Receiving a critique is a lot like drinking lemonade – ya gotta take the sour with the sweet. Rob Sanders is doing a whole week of posts on critiquing picture books on Picture This! and just this weekend, Kathy Temean had a great guest post about receiving critiques at conferences. But honestly, critiquing is on my mind right now because I’m taking a brief break from the online group I participate in, The Yellow Brick Road.
I feel horrible. Participating in a critique group is a wonderful way of gaining feedback on your own writing while improving your craft by reading others’. By joining a group, online or in person, you create a social contract. I’ll help you while you help me. Taking a break to focus on one’s own projects is sometimes necessary, but to me, it always feels like I’m shirking my duty. After all, it’s just reading a piece of work – in my case, two every two weeks, each with a word count not to exceed 1,000 words – and writing a helpful review. Right?
Wrong. Critiquing requires careful reading and even more careful writing (and sometimes editing). The best critiques give helpful, constructive criticism while emphasizing highlights as well as pointing out flaws. And like all art, flaws are in the eye of the beholder. One person may hate your villain, claiming they’re one-sided and melodramatic. Another may love them for the same reason, claiming they were able to better empathize with your hero. What’s a writer to do?
Well, take time off when you need to focus on a deadline! Second, remember the spirit in which a critique is offered. Kathy Temean often points out that if you receive a critique from an agent or editor, and that person doesn’t want to buy your work, you’d best take advantage of every last spot of red ink or comment to be able to utilize the critique to its fullest. That’s not to say everyone who critiques your work is right. But it’s far better for you as a writer to take a deep breath and see each crit as an opportunity to improve your craft, than to immediately dismiss negative feedback. I believe that the same goes for your colleagues.
Criticism is like all advice; you can take it or leave it. But it never hurts to try using it – you can always return to your original path if the new one doesn’t work. And oftentimes, a new perspective shows us the way to something better. Likewise, when giving criticism, remember that the writer on the other end is doing their best at that moment. Your job is to treat that piece with respect, which requires time and effort on your part.

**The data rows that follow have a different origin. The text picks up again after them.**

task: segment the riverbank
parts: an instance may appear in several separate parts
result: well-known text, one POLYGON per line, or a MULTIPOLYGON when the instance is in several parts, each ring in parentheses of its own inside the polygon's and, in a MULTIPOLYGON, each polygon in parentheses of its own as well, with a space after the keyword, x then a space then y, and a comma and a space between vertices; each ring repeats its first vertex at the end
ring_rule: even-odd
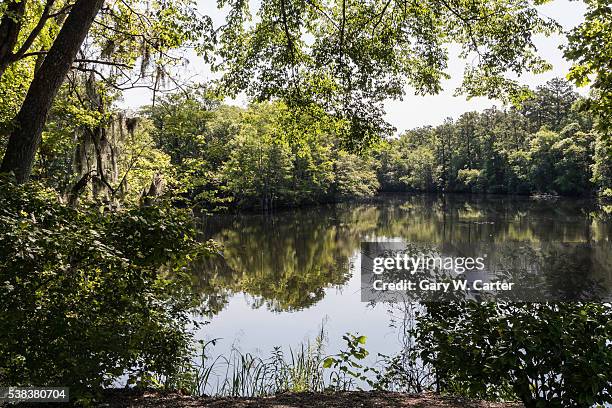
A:
POLYGON ((178 393, 111 390, 99 407, 108 408, 520 408, 520 403, 493 403, 434 394, 401 394, 382 391, 334 393, 283 393, 262 398, 191 397, 178 393))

Thus, my current break. I need to put my effort into my SCBWI Work-in-Progress Grant application, which requires writing a synopsis, completing the actual application, and revising and polishing a sample from my historical novel. As I continue this process, I thank my colleagues at the Yellow Brick Road and my writing friends, especially Susan Banghart, for their thoughtful advice and feedback. If I succeed, a huge chunk of the credit will go to them for all they do to help me along my way.
Thank you – and may your lemonade always taste more sweet than sour!